Charging
Part 1

Click back and forth between buttons 1 and 2 and see how many differences in operation you can find between the two systems. Can you come to a conclusion about the operation of these two systems? When you are done click the Answers button to find out if you came to the correct conclusions.

 
 

There are some points that should be made about the preceding example. A sight glass that is not full (while the system is operating) may indicate an undercharged system. However there are other things that can cause that symptom as well. For example, if the LL Filter (Liquid Line Filter) was partially clogged but still allowing some flow, the sight glass wouldn't be full yet the system could be fully charged. That condition is called a High Side Restriction. Fortunately there is a simple way to identify this situation. A partially clogged filter/drier can cause enough pressure drop to lower the temperature of the liquid passing through it making the drier and downstream liquid line cold. This is the refrigeration effect taking place and the drier and liquid line can even get cold enough to allow frost to form. If the liquid line feeding the filter/drier is 105 °F and the shell of the filter/drier cold to the touch, the high side restriction will be obvious.

The key to diagnosing a malfunctioning system is to gather as many symptoms as you can. Several symptoms consistent with a potential cause are more likely to lead you in the right direction than a single indicator. You must also eliminate other possible causes as with the high side restriction example.
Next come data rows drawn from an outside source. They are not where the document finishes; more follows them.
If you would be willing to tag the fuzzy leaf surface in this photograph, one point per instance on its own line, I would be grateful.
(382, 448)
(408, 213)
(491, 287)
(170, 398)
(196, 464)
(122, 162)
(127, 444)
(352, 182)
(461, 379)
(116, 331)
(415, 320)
It is logical that an undercharge will cause higher than normal superheat. Normal operation is to have as much of the evaporator as possible filled with liquid in order to pick up heat when it changes state. At the same time it must not be so full that there is no room left over for superheating the vapour. With undercharged conditions there is a lack of liquid and a surplus of vapour in the evaporator. That translates to a great deal of evaporator area that is available for superheating. Hence undercharge and high superheat go hand in hand.

The refrigerant pressure in the evaporator is affected by the thermal loads imposed on the evaporator, the removal of vapour from the continual suction of the compressor as well as the continual addition of refrigerant from the metering device. With an undercharged system the metering device can not feed the evaporator at the rate it is supposed to because there is not a full column of liquid in the liquid line. There also may be lower than normal high side pressure pushing liquid through the TXV. Without the required feed rate to the evaporator, the compressor tends to empty out the low side. That's why the suction pressure becomes lower than normal. This also explains why an over sized compressor will also cause lower than normal suction pressure. (The greater suction capacity removes vapours at a faster rate than the rest of the system was designed to keep up with.)

The Discharge Pressure is the result of compressing the low side vapours. So lower suction pressure tends to lower the high side pressure. However there are other forces also affecting the high side pressure. This is especially true if the system has some type of head pressure control. For example, a water cooled system has a water regulator valve that may totally mask the high side pressure from the symptoms you would expect with an undercharge. It will reduce the water flow trying to maintain it's head pressure setting and can possibly maintain normal high side pressure with undercharged conditions. Air cooled systems that have some form of head pressure control will also mask the expected symptoms. Measuring several parameters will reduce the number of possibilities and narrow the number of possible causes of a problem.